C'est un chemin qu'emprunte un nombre croissant de cadres. Tout en restant salariés de leur entreprise, ils réalisent une immersion dans une autre organisation, souvent pour quelques jours, parfois durant plusieurs mois. Affectés à une mission précise, ils font profiter de leur expertise et, dans le même temps, s'imprègnent de la culture et des modes de travail de la société qui les accueille. Une parenthèse qui est aujourd'hui considérée comme un atout tant pour la société qui reçoit le collaborateur, que pour celle dont il est issu.
Une pratique encadrée par la loi
Si la mise à disposition de salariés est aujourd'hui en plein développement, c'est d'abord parce que la législation française favorise sa mise en œuvre. De fait, la loi Cherpion en a, en 2011, défini les contours. Afin de « sécuriser » cette pratique de mobilité inter-entreprise, elle a imposé aux parties de conclure une convention de mise à disposition. Le salarié doit par ailleurs donner son accord à cette même mise à disposition, son refus ne devant entraîner ni sanction, ni licenciement, ni mesure discriminatoire. Un avenant à son contrat de travail apportant différentes précisions (horaires, travail confié...) doit également être rédigé.
Surtout, la loi précise que l'opération ne peut être menée à des fins lucratifs. En conséquence, « l'entreprise prêteuse ne facture à l'entreprise utilisatrice (…) que les salaires versés au salarié, les charges sociales afférentes et les frais professionnels remboursés à l'intéressé au titre de la mise à disposition », détaille le texte.
Les ordonnances Macron sur le travail ont donné depuis le 1er janvier 2018 une nouvelle impulsion au dispositif, facilitant sa mise en place dans des start-up ou PME. Ces textes ont permis que la somme facturée par l'entreprise prêteuse soit inférieure au coût réel du salarié. De quoi donner la possibilité à des petites structures de bénéficier, pour une durée maximum de 2 ans, des compétences d'un cadre expérimenté dont elles n'auraient pu, en temps normal, se payer les services. Seules conditions : l'entreprise prêteuse doit avoir plus de 5 000 salariés, celle recevant le salarié moins de 250 salariés ou avoir moins de 8 ans d'existence.

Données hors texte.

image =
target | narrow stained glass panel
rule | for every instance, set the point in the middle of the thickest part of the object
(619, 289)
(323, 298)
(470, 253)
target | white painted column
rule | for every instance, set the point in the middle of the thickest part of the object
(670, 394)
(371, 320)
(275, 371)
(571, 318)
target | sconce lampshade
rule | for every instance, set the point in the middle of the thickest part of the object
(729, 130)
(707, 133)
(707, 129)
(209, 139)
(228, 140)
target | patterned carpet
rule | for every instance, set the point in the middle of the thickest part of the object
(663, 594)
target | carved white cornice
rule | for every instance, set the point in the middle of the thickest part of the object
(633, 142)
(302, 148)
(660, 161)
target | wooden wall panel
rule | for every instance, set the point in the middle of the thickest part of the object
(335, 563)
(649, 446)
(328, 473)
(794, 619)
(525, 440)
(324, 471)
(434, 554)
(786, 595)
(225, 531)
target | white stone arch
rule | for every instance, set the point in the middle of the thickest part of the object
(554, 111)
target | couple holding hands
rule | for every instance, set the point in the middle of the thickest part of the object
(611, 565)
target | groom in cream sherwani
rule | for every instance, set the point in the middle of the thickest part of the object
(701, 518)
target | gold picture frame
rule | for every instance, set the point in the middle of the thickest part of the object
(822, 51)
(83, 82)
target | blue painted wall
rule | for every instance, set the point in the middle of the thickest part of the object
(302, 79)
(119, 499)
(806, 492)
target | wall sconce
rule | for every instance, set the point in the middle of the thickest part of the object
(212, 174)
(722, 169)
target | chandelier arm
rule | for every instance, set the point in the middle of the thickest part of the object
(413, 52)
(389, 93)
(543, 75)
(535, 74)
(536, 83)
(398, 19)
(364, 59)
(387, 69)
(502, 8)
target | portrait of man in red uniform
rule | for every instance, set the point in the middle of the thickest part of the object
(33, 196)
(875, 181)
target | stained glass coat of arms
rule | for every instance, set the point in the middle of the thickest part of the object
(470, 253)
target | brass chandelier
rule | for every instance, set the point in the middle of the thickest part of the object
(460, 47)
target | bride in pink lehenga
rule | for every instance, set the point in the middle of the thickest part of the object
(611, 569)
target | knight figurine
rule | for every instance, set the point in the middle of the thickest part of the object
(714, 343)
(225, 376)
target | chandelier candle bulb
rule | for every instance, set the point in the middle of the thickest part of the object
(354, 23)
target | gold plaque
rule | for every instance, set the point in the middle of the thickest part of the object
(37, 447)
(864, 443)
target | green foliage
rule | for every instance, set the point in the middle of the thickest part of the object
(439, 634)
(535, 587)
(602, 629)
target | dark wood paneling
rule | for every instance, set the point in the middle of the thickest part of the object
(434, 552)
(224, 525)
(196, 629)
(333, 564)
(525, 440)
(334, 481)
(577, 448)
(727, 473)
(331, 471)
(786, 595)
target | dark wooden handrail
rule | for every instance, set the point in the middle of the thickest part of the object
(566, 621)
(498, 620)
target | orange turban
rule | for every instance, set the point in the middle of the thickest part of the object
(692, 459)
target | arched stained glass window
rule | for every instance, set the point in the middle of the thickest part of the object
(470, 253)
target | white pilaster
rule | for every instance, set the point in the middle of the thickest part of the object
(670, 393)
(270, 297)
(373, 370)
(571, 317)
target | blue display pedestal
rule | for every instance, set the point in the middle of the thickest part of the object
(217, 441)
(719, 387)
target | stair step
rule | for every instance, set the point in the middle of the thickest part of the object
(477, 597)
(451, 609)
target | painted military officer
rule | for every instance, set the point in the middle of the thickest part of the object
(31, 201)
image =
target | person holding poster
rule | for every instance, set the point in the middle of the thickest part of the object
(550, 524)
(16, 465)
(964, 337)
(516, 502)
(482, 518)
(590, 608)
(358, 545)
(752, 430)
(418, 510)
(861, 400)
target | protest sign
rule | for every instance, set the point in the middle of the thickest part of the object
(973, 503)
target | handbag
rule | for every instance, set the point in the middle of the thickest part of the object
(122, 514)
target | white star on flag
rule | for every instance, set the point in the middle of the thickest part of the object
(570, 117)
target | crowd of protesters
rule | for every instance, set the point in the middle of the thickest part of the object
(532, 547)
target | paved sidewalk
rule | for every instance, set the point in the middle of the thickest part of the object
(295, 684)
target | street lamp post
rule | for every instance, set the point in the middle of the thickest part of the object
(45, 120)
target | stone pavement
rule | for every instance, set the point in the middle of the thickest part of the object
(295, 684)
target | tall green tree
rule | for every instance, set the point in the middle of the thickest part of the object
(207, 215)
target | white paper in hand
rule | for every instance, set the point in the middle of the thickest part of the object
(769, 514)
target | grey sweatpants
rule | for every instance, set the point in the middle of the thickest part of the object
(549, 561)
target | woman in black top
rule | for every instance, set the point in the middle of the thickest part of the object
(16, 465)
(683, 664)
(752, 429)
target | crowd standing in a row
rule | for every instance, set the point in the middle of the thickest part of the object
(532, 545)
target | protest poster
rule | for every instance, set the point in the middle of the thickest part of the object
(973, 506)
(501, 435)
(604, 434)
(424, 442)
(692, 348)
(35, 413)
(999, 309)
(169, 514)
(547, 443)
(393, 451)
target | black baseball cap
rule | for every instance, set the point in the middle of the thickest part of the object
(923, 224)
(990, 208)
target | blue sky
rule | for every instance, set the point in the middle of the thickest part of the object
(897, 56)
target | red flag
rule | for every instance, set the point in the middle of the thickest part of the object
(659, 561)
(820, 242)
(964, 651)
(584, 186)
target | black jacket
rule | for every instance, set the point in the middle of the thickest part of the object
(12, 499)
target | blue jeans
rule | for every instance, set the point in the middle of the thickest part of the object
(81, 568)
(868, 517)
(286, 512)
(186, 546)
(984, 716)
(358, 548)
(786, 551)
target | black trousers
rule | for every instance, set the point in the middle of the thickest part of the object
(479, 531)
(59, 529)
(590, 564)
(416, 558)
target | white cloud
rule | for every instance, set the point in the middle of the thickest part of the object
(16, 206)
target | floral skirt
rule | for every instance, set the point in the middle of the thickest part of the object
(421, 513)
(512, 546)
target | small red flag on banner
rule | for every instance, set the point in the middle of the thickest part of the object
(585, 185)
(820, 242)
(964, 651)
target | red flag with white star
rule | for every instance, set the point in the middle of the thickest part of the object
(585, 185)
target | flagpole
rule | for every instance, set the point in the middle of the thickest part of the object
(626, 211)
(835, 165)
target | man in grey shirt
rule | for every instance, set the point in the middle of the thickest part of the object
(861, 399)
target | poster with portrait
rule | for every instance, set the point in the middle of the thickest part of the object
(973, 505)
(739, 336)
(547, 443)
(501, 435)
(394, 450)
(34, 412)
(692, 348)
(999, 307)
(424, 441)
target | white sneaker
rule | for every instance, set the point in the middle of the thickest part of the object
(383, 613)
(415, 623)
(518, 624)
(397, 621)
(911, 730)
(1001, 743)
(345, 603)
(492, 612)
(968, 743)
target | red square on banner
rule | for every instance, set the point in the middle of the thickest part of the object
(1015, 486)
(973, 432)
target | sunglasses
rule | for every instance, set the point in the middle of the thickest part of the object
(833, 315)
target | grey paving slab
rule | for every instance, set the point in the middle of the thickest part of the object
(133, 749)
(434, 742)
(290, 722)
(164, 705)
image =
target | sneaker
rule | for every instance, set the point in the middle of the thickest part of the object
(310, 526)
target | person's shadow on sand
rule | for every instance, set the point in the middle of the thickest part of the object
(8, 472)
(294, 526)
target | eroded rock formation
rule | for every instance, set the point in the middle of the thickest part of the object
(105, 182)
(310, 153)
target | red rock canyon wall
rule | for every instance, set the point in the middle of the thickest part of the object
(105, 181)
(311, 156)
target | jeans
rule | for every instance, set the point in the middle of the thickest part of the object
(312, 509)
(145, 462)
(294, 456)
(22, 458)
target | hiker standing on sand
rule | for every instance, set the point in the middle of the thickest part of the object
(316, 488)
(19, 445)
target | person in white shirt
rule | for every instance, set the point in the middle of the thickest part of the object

« Trouver de la flexibilité dans un marché du travail difficile »
Une mise à disposition de salariés de plus en plus prisée des organisations ? Une évolution des mentalités est, de fait, constatée dans les entreprises. Prenant conscience des atouts d’une telle pratique, elles sont de plus en plus nombreuses à accepter que leurs collaborateurs partent temporairement dans une autre structure.
Les entreprises peuvent voir dans la mise à disposition de salariés un moyen de « trouver de la flexibilité dans le cadre d'un marché du travail difficile », indique Henri Bergeron, directeur de l'Executive Mastère Spécialisé® Management des politiques publiques de Sciences Po Executive Education. C'est d'ailleurs là l'un des moteurs historiques du prêt de main d’œuvre entre entreprises : permettre à une société d' « alléger provisoirement sa masse salariale », poursuit Henri Bergeron, sans avoir à licencier ou recourir à des dispositifs de chômage partiel. Ce qui lui évite, dans le même temps, de perdre définitivement des compétences. Si l'engagement des sociétés dans de telles démarches va crescendo, il n' exclut pas une certaine prudence quant au profil de l'entreprise avec laquelle aura lieu l'échange. La priorité étant d'éviter de transmettre, par l'intermédiaire d'un collaborateur, des informations, une expertise, un savoir-faire, qui pourraient profiter à la concurrence. « La mise à disposition de salariés se fera donc prioritairement entre organisations ayant déjà une interdépendance forte et une loyauté réciproque, ou qui n'évoluent pas sur le même marché, n'ont pas la même taille, ne sont pas en situation de concurrence », estime Henri Bergeron.